As to his second argument, I have to first point out that I don’t think there’s any such thing as a “fair use right.” As I explained in a prior post, fair use is a privilege, not a right. There is no affirmative right to make a copy. The only right is the copyright owner’s exclusive right to exclude others from making a copy. Regardless, the question isn’t whether a home user can set up an antenna and DVR to time-shift over-the-air broadcasts. That’s the reproduction right, which does not involve transferring the content from one party to a member of the public. The transfer of the content in that scenario comes from the over-the-air broadcast, which is a licensed public performance on the broadcaster’s part. And it needs to be licensed because the broadcaster is supplying the content “to the public” in the first instance.

But that’s not the issue here with Aereo. The issue is whether Aereo is publicly performing when the content is transmitted from Aereo’s service to members of the public. This is the transmission we are looking at, not the prior over-the-air transmission “to the public” from the broadcaster. The difference between this scenario and the home antenna and DVR scenario is that here Aereo is a middleman between the broadcaster and the member of the public. The transmission doesn’t go directly from the broadcaster to the member of the public; it goes from the broadcaster to Aereo to the member of the public. And the difference between the broadcaster and Aereo is that only the broadcaster has a license to publicly perform, i.e., to supply the content “to the public” in the first instance.

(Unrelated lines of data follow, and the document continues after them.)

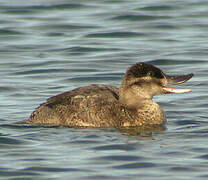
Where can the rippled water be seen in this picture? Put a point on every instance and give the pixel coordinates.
(48, 47)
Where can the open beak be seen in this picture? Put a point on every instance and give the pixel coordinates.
(172, 80)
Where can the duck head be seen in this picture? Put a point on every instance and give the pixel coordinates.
(142, 81)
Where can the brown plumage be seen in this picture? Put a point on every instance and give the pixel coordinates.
(108, 106)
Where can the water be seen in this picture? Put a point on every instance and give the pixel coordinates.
(48, 47)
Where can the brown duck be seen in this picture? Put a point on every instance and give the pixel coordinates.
(109, 106)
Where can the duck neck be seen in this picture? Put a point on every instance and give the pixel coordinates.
(134, 97)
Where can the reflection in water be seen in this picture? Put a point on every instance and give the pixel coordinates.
(144, 132)
(48, 47)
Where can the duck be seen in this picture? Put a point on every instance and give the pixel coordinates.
(99, 105)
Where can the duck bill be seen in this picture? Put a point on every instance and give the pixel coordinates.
(172, 80)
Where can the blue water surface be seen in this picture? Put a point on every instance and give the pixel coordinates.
(48, 47)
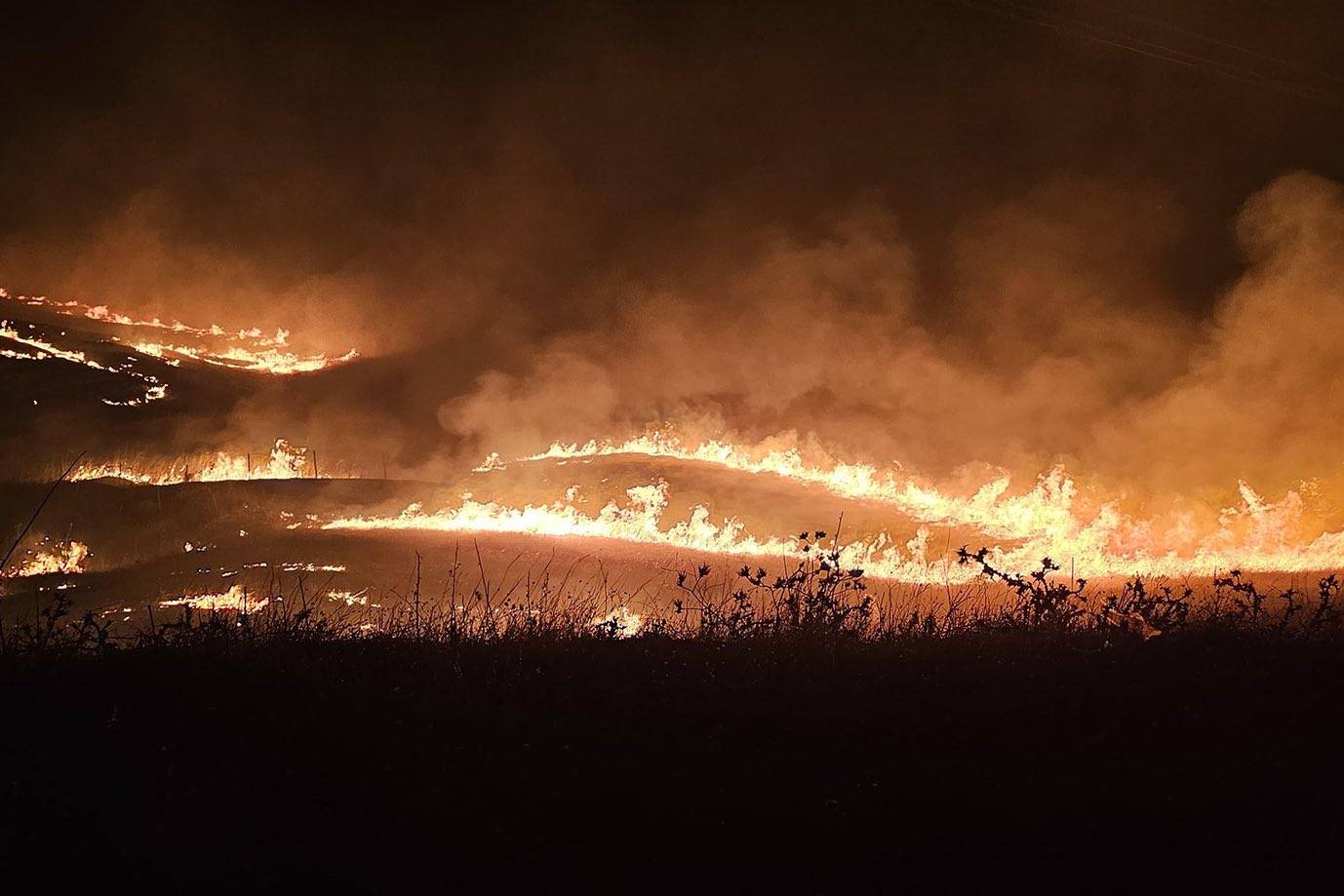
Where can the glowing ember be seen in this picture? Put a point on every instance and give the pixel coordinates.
(64, 558)
(1048, 520)
(622, 622)
(349, 598)
(284, 462)
(235, 600)
(153, 388)
(246, 349)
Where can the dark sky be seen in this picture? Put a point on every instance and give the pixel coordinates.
(500, 189)
(363, 139)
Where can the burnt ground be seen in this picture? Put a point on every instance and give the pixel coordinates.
(641, 763)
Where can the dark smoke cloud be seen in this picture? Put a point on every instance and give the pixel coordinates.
(929, 234)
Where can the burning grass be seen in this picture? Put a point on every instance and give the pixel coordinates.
(773, 727)
(817, 597)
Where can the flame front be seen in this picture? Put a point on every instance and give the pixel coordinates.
(248, 349)
(1048, 520)
(284, 462)
(63, 558)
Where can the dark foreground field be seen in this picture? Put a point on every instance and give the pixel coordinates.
(810, 763)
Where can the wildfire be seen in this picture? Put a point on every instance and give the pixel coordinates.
(622, 622)
(1048, 520)
(42, 349)
(245, 349)
(284, 462)
(64, 558)
(235, 600)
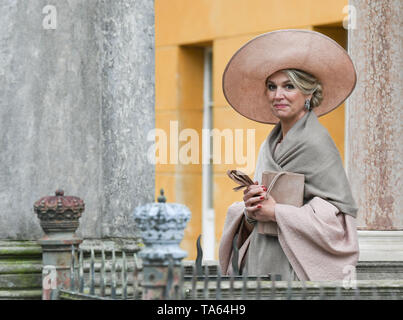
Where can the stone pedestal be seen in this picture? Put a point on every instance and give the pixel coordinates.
(374, 149)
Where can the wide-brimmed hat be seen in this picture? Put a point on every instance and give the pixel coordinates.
(244, 78)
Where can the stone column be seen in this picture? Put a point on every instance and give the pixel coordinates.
(374, 127)
(76, 104)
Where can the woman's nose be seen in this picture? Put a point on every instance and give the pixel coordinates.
(278, 94)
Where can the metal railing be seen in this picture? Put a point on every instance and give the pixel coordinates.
(111, 275)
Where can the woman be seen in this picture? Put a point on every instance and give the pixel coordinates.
(288, 78)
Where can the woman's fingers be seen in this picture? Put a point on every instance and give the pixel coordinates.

So the question is really whether Aereo is publicly performing by supplying the content to members of the public in the first instance. It seems clear to me that it is. Aereo’s service is “any device or process” that transmits copyrighted works “to the public.” Members of the public use Aereo to obtain the content in the first instance. And the fact that Aereo also enables its subscribers to make copies is beside the point. Those copies are just part of the “device or process” that Aereo uses to supply the content “to the public.” They don’t change the fact that Aereo is still engaging in the quintessential public performance, and Aereo can’t escape liability for copying by way of utilizing more copies.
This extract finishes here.